Tag: belated realization

Whining time is over, ladies and gentlemen.

Cross-posted from Progressive Independence

No, I’m not dead.  College and upcoming finals have eaten away at my time, but after next week I’ll have a few weeks to get back into the swing of things.  Now to business.  It’s no secret that since winning the recent presidential election, the left has been in an uproar over president-elect Barack Obama’s right-wing administrative-cabinet picks.  Complaints have been all over the blogosphere as well as mainstream news web sites such as Yahoo.

Obama’s creatures are pushing back, essentially telling people to shut up, drink the Kool-Aid, and line up behind the Obamassiah.  From the second link:

Responding to rising discontent on the left to President-elect Barack Obama’s centrist cabinet picks and early policy decisions, deputy campaign manager Steve Hildebrand has told progressive critics to take a deep breath.

With a long list of tasks ahead of him, Obama needs liberals to stand by him as he deals with a faltering economy, home foreclosures, an auto bailout and two wars, Hildebrand wrote Sunday on Huffington Post. Even so, Hildebrand added, Obama was elected “to be the president of all the people – not just those on the left.”

‘This is not a time for the left wing of our Party to draw conclusions about the Cabinet and White House appointments that President-Elect Obama is making,” Hildebrand wrote. “Some believe the appointments generally aren’t progressive enough. Having worked with former Senator Obama for the last two years, I can tell you, that isn’t the way he thinks and it’s not likely the way he will lead. The problems I mentioned above and the many I didn’t, suggest that our president surround himself with the most qualified people to address these challenges.”

I’m inclined to tell fellow left-wingers to shut up and stop complaining as well, although for very different reasons.  It was obvious to many independent left-wing voters that Democrat Obama would govern no differently if elected than his Republican counterpart, John McCain.  More competently, perhaps, and with smarmier rhetoric, but such differences are in style, not actual policy substance.  Too many liberals, fearful of another four to eight years of GOP domination, cast their ballots for the first politician with a “D” after his name that looked like a winner, either in spite of, or many cases, ignoring, the Democratic nominee’s actual record as a legislator.

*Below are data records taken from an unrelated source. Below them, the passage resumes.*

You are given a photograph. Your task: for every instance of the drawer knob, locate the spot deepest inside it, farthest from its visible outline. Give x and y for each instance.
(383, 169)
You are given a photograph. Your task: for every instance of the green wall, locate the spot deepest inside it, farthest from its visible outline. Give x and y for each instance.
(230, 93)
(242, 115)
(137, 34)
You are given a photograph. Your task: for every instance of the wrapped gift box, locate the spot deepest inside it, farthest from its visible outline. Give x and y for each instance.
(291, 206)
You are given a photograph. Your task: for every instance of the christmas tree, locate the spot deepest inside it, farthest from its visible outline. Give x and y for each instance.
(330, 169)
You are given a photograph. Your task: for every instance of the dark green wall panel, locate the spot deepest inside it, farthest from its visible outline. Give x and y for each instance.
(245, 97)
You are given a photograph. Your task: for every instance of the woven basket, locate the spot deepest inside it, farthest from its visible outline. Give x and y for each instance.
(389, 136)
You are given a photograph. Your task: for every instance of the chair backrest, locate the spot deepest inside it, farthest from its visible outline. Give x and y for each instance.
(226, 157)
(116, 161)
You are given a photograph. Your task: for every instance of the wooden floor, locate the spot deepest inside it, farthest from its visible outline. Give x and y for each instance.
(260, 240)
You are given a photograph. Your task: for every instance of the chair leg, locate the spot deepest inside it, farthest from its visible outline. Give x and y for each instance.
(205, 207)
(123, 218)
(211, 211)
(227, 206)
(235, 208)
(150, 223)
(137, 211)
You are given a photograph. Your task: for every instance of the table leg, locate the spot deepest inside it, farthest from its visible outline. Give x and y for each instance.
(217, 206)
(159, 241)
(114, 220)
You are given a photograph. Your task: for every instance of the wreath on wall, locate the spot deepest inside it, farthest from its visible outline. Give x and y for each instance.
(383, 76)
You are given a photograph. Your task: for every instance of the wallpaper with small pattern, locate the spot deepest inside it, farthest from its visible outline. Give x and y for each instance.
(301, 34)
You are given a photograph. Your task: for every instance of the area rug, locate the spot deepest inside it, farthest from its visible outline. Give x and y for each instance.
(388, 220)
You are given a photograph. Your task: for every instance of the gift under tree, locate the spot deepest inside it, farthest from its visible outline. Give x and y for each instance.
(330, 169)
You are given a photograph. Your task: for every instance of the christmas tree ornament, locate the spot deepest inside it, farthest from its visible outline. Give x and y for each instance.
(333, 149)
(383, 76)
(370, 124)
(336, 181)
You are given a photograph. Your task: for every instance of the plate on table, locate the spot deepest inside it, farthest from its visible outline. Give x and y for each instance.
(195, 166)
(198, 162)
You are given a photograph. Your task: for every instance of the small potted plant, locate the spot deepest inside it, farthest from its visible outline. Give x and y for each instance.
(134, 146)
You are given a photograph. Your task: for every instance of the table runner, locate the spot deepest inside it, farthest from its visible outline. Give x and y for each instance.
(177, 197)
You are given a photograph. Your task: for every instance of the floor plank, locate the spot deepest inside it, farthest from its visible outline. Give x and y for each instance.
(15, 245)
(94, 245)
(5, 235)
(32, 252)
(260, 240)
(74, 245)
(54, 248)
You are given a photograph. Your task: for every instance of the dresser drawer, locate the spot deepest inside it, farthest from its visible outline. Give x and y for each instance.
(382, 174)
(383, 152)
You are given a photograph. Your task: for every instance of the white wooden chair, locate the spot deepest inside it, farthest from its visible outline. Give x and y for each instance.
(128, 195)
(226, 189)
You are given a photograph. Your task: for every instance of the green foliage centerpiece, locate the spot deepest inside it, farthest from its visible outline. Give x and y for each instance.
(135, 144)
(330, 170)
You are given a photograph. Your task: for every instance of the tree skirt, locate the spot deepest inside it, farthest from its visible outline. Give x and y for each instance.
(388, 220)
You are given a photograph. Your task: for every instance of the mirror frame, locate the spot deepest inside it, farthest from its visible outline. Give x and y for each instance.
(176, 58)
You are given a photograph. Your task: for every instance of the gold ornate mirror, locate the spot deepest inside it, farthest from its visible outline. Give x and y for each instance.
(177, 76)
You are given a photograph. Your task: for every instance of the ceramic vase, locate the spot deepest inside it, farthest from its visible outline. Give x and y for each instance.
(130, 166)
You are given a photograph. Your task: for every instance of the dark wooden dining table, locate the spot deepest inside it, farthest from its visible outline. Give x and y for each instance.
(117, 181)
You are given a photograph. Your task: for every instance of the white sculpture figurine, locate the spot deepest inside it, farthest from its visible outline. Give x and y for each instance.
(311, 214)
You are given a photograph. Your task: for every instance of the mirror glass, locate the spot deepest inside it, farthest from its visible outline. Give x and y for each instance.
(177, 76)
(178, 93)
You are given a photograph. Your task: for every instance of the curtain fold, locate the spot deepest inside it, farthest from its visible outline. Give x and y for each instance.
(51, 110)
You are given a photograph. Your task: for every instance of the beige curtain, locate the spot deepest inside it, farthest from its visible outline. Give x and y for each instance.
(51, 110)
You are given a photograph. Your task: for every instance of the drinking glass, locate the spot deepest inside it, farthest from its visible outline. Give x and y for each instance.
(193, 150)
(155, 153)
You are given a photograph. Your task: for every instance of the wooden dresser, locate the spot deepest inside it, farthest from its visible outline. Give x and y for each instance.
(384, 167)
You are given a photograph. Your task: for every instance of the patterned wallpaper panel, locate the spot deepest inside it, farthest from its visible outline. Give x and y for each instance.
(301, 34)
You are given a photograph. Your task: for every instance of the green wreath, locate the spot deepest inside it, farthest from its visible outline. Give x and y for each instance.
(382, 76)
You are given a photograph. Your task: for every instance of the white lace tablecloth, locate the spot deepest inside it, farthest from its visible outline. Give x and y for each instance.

Well, guess what ladies and gentlemen: you got the president and Congress you wanted.  You who voted for Obama have no right to complain now that he’s doing the exact opposite of what you deceived yourselves into thinking he’d do.  YOU voted for this.  YOU are responsible for making it happen.

This is not to say that all is lost, or that because people voted for a right-wing Democrat he cannot be pressured into fulfilling the false hopes placed in him.  Everybody makes mistakes, and mistakes can be corrected.  The time for complaints is over.  The time for action, for marching on Washington and demanding genuine change, for not going away until we get it, is now.